To see how well the immune system works, look at how quickly something deteriorates when it dies and the immune system stops working. Skin cancer is the most common cancer in the United States. The two most common types of skin cancer are basal cell cancer and squamous cell cancer. They usually form on the head, face, neck, hands and arms because these parts of the body are the most exposed to UV radiation.
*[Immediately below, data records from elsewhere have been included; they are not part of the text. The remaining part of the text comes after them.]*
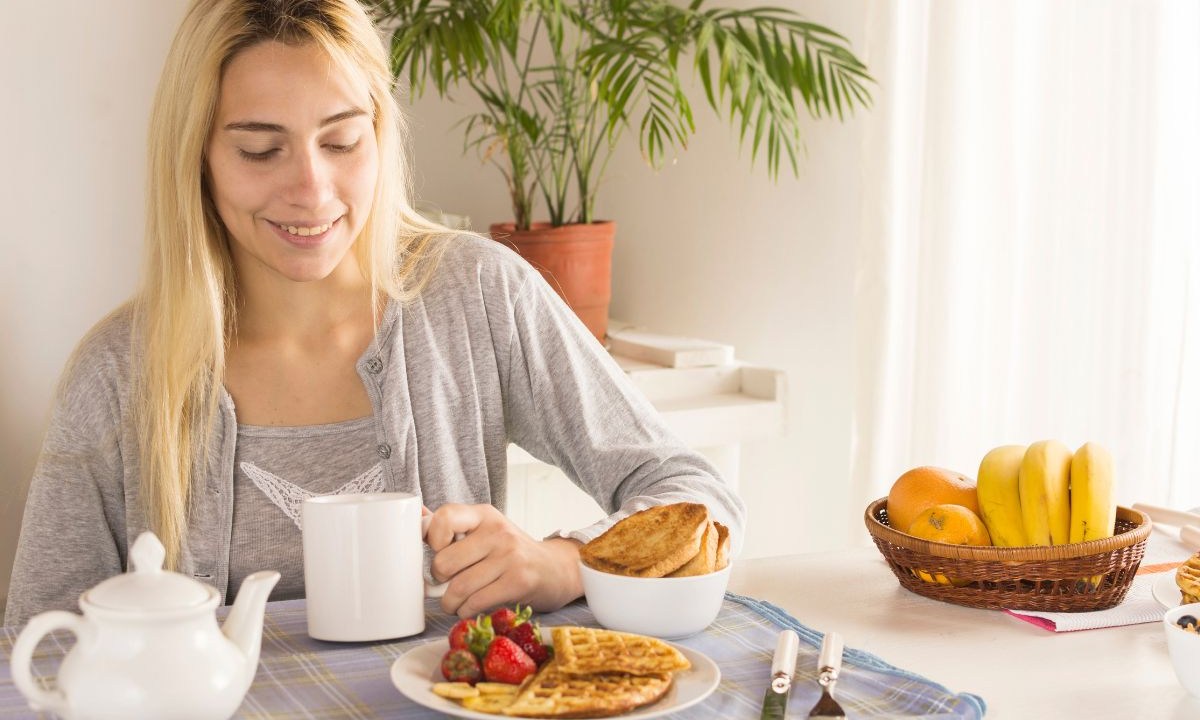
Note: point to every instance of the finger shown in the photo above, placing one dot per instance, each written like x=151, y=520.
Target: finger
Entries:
x=508, y=588
x=450, y=520
x=453, y=559
x=468, y=583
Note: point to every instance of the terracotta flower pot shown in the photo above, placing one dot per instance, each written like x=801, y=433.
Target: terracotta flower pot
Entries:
x=575, y=259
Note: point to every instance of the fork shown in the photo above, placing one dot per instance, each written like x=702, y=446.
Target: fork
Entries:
x=828, y=667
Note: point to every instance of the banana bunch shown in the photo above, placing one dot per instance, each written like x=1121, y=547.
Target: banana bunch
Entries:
x=1047, y=495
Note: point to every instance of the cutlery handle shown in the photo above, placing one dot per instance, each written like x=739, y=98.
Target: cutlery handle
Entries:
x=1189, y=535
x=786, y=648
x=831, y=652
x=1168, y=515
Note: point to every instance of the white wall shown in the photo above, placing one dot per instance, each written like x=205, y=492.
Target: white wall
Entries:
x=711, y=247
x=707, y=247
x=77, y=77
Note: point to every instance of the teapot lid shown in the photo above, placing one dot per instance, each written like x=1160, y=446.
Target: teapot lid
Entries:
x=148, y=587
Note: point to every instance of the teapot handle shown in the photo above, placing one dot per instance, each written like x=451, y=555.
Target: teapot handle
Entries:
x=23, y=654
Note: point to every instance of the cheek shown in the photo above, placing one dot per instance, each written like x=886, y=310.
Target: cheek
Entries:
x=229, y=191
x=361, y=181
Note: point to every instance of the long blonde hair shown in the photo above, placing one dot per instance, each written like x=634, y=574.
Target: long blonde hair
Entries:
x=186, y=310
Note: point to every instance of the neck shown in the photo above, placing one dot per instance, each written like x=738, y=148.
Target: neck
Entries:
x=275, y=309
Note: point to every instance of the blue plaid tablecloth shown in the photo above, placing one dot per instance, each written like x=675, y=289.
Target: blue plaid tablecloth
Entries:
x=300, y=677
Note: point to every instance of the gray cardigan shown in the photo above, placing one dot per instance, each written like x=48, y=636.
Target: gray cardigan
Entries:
x=486, y=355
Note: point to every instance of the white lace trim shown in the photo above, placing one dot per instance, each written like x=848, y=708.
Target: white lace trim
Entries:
x=289, y=497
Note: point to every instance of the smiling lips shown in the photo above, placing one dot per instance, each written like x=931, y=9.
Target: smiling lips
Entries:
x=305, y=232
x=304, y=235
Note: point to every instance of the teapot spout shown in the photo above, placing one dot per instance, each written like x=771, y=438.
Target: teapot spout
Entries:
x=244, y=627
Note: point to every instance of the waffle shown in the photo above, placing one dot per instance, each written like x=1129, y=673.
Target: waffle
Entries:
x=582, y=651
x=649, y=544
x=1188, y=579
x=555, y=694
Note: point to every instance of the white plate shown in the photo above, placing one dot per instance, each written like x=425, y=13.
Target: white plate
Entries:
x=1165, y=591
x=415, y=671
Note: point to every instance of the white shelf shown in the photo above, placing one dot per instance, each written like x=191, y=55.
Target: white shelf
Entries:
x=713, y=409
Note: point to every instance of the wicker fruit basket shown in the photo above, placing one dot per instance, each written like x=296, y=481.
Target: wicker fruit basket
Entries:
x=1078, y=577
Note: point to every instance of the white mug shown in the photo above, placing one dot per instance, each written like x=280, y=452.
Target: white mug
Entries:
x=364, y=567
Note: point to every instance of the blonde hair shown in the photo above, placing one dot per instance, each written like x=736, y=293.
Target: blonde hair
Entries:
x=186, y=310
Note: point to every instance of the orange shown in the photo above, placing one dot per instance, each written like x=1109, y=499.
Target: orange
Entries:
x=948, y=523
x=923, y=487
x=954, y=525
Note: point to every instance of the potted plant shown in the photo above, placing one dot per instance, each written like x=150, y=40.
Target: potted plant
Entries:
x=562, y=81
Most cases of melanoma, the deadliest type of skin cancer, are caused by exposure to UV radiation. In the electromagnetic spectrum, UV light has shorter wavelengths than visible light, so the eyes can't see UV rays, but the skin can feel them. Improves vision for some animals: Some animals (including birds, bees, and reptiles) can see through nearby ultraviolet light to locate many ripe fruits, flowers, and seeds that stick out more strongly from the background. Weakens plastics: Many polymers used in consumer goods (including plastics, nylon, and polystyrene) break down or lose strength due to exposure to UV light.
Damages the eyes: prolonged exposure to UV rays or high-intensity UV rays (for example, on sun loungers) damages eye tissues and can cause a “burn” on the eye surface, which is called “snow blindness” or photokeratitis. Indoor tanning is popular, not only among Caucasians in countries with low annual UV radiation levels (northern countries) ,16,17, but also in countries with high annual UV radiation levels (Australia). Agees the skin: UV rays accelerate skin aging, as they destroy the collagen and connective tissue that lie beneath the top layer of the skin.